Web 2.0:  A new wave of innovation for teaching and learning:  Bryan Alexander.

  1. Social software; use modification; break away from page metaphor.
  2. Wikis and blogs as streams of conversation.
  3. An article with a tremendous amount in concise form.  Apps covered quickly include YASN, microcontent, RSS feeds, AJAX, folksonomy, tag clouds, social bookmarking, Del.icio.us, Writeboard, Writely, JotSpotLive, Feedster, Daypop, Waypath, PubSub, BlogPulse, Technorati, IceRocket, Zeitgeist, Memeorandum, Google News, Blogdex, Digg, SuprGlu, Gnosh, Flickr, alternate reality games (ARGs).
  4. Author general comments:  Openness—using original mircrocontent with users developing Web content, often collaboratively and often open to he world.  Openness and microcotnent combine into a larger conceptual strand of Web 2.0, one that sees users as playing more of a foundational role in information architecture.
  5. Folksonomic meta data consists of words that users generate and attach to content.
  6. Attach tags and use tag clouds to re-visualize work.
  7. Social bookmarking such as del.icious.us.  Act as outboard memory, a location that store links that might be lost to time; finding people with similar interests, creating tags can offer new perspectives on one’s research, as clusters of tags reveal patterns (or absences) not immediately visible by examining one of several URLs.

Personal comment:  How to work with Web 2.0 apps to get to the point of creating patterns out of chaos.  How to situate a project so that one can learn to use the various techniques.

Where does Web 2.0 fit into my personal theories of ideas on learning:

Learning must be active.  It is not the gathering of knowledge, but what one does with knowledge.  Blogs and wikis and podcasts provide platforms to get views out and submit them to review by an interested group of colleagues.  Content is linked with media, software and hardware.  Learning occurs best when combined with need.  Need can be generated by social contact and reference or by success in using media tools to create content.  Web 2.0 is platform, source, and presentation means.  It is a means to supplement, even replace the traditional classroom to permit learning all the time.

For example, in speaking practice connected with learning a second language, it is important that a record be kept of a perishable moment.  It is also important that learners get feedback from teachers on pronunciation and be required to re-do the session with a focus on correcting what could be bad habits if allowed to continue.  If feasible, I would like to use Facebook as a classroom where speaking samples generated by mobile phone through www.uhaveaudio.com could be listened to over a conferencing system such as Elluminate by the class and teacher and preserved as a kind of voice blog and record of development with the language.

Review of Web 2.0 Sites

February 3, 2010 by · 2 Comments · Uncategorized

http://classic.go2web20.net/

The Complete Web 2.0 Directory.  All kinds of sites.
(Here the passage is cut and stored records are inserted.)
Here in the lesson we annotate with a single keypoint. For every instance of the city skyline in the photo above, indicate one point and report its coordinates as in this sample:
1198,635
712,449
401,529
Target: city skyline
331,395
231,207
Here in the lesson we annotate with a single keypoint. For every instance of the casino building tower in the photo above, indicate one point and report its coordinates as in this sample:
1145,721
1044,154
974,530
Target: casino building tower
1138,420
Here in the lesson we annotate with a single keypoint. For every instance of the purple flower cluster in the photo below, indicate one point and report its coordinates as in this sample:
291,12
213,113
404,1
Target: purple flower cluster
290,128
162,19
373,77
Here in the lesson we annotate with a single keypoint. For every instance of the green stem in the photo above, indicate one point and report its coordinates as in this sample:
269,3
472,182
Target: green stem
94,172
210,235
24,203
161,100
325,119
One gets lost in the maze.  But it exemplifies the trait of Web 2.0 as using the web for all kinds of purposes.

http://www.guitartricks.com/

Guitar Tricks offer approximately 1000 stepped videos to learn guitar to the intermediate level.  One pays $12.95 per month to gain acess to  the videos.

http://apps.facebook.com/fluentmyarse/

This site is pretty good for beginning language learning.  The approach is to tell you what you are going to learn in terms of a phrase in a topic domain and then offers several games such as the typing game where it forces one to type quickly and stops you if you are too slow; or the shooting game where you go for the right word sequence.  Fun, demanding, effective, exhausting…  I like it.  I like it too much.  Its addictive.

I want to see if one can create a place on Facebook for language speaking practice where student audio samples are posted and teachers can critique and students can hear each other.  This would progress to virtual pair work on a conferencing system such as Elluminate to include student/teacher interaction with critique and practice.